Using your ears and head to escape the Cone Of Confusion06 Aug 2018
One of coolest things I ever learned about sensory physiology is how the auditory system is able to locate sounds. To determine whether sound is coming from the right or left, the brain uses inter-ear differences in amplitude and timing. As shown in the figure below, if the sound is louder in the right ear compared to the left ear, it’s probably coming from the right side. The smaller that difference is, the closer the sound is to the midline (i.e the vertical plane going from your front to your back). Similarly, if the sound arrives at your right ear before the left ear, it’s probably coming from the right. The smaller the timing difference, the closer it is to the midline. There’s a fascinating literature on the neural mechanisms behind this.
Inter-ear loudness and timing differences are pretty useful, but unfortunately they still leave a lot of ambiguity. For example, a sound from your front right will have the exact same loudness differences and timing differences as a sound from your back right.
Not only does this system leave ambiguities between front and back, it also leaves ambiguities between top and down. In fact, there is an entire cone of confusion that cannot be disambiguated by this system. Sound from all points along the surface of the cone will have the same inter-ear loudness differences and timing differences.
While this system leaves a cone of confusion, humans are still able to determine the location of sounds from different points on the cone, at least to some extent. How are we able to do this?
Amazingly, we are able to do this because of the shape of our ears and heads. When sound passes through our ears and head, certain frequencies are attenuated more than others. Critically, the attenuation pattern is highly dependent on sound direction.

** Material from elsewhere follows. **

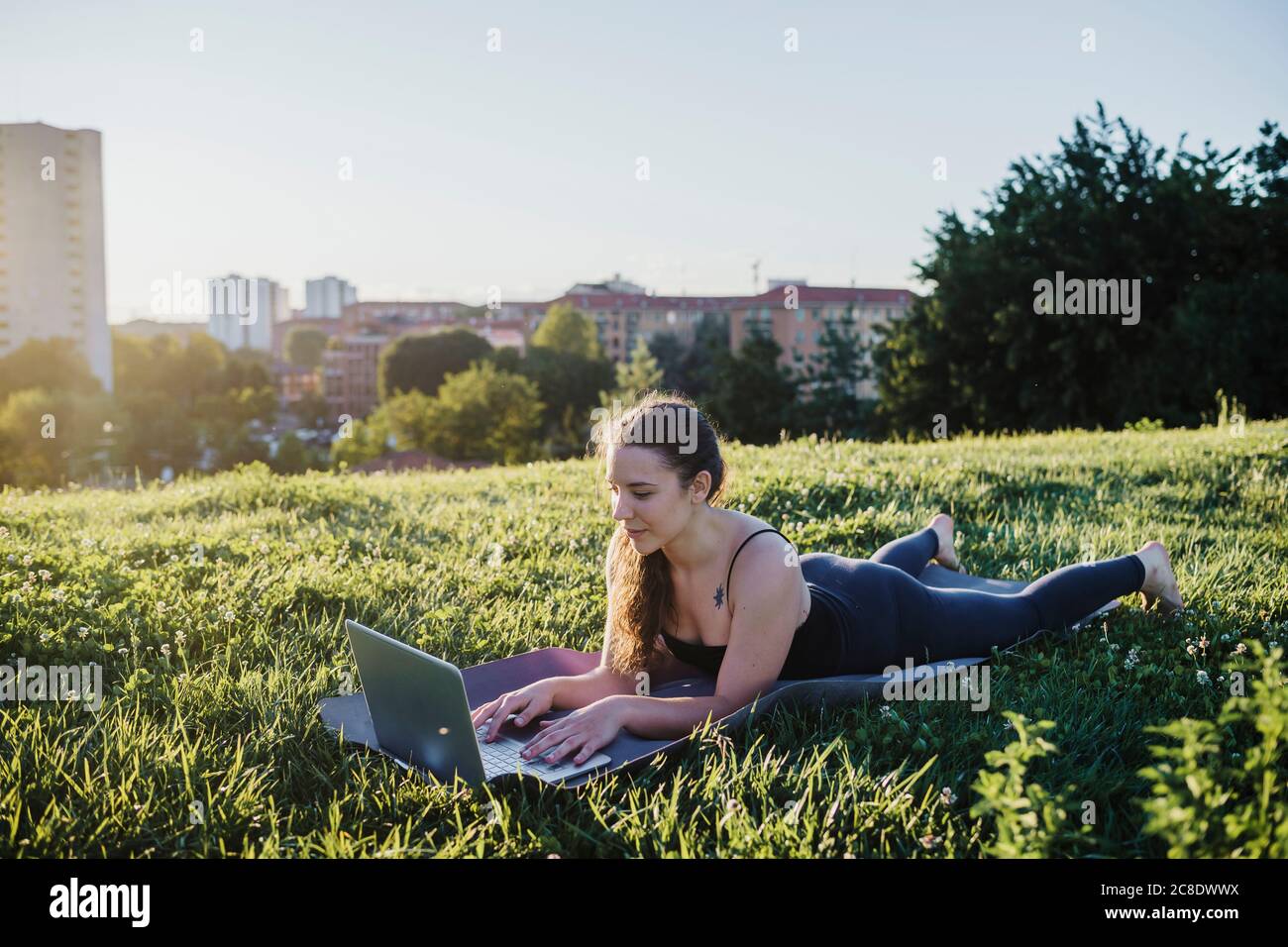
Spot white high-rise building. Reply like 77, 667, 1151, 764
0, 123, 112, 391
304, 275, 358, 320
206, 273, 291, 352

This location-dependent attenuation pattern is called a Head-related transfer function (HRTF) and in theory this could be used to disambiguate locations along the cone of confusion. An example of someone’s HRTF is shown below, with frequency on the horizontal axis and polar angle on the vertical axis. Hotter colors represent less attenuation (i.e. more power). If your head and ears gave you this HRTF, you might decide a sound is coming from the front if it has more high frequency power than you’d expect.

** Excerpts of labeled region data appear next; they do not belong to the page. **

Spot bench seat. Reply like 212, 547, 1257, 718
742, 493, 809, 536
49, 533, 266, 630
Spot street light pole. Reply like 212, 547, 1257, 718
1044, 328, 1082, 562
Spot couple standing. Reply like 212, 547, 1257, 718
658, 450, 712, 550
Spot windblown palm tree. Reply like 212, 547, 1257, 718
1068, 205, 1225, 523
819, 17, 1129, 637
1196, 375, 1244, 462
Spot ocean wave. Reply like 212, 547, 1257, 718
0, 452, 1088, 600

This system sounds good in theory, but do we actually use these cues in practice? In 1988, Frederic Wightman and Doris Kistler performed an ingenious set of experiments (1, 2) to show that that people really do use HRTFs to infer location. First, they measured the HRTF of each participant by putting a small microphone in their ears and playing sounds from different locations. Next they created a digital filter for each location and each participant. That is to say, these filters implemented each participant’s HRTF. Finally, they placed headphones on the listeners and played sounds to them, each time passing the sound through one of the digital filters. Amazingly, participants were able to correctly guess the “location” of the sound, depending on which filter was used, even though the sound was coming from headphones. They were also much better at sound localization when using their own HRTF, rather than someone else’s HRTF.

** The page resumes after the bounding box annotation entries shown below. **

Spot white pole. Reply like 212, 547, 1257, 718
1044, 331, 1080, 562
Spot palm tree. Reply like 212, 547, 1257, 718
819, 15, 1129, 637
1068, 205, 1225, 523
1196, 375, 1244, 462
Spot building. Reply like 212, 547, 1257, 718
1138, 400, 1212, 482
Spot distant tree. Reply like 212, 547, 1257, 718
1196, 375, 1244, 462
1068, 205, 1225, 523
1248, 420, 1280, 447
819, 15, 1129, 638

Further evidence for this hypothesis comes from Hofman et al., 1998, who showed that by using putty to reshape people’s ears, they were able to change the HRTFs and thus disrupt sound localization. Interestingly, people were able to quickly relearn how to localize sound with their new HRTFs.
A final fun fact: to improve the sound localization of humanoid robots, researchers in Japan attached artificial ears to the robot heads and implemented some sophisticated algorithms to infer sound location. Here are some pictures of the robots.
Their paper is kind of ridiculous and has some questionable justifications for not just using microphones in multiple locations, but I thought it was fun to see these principles being applied.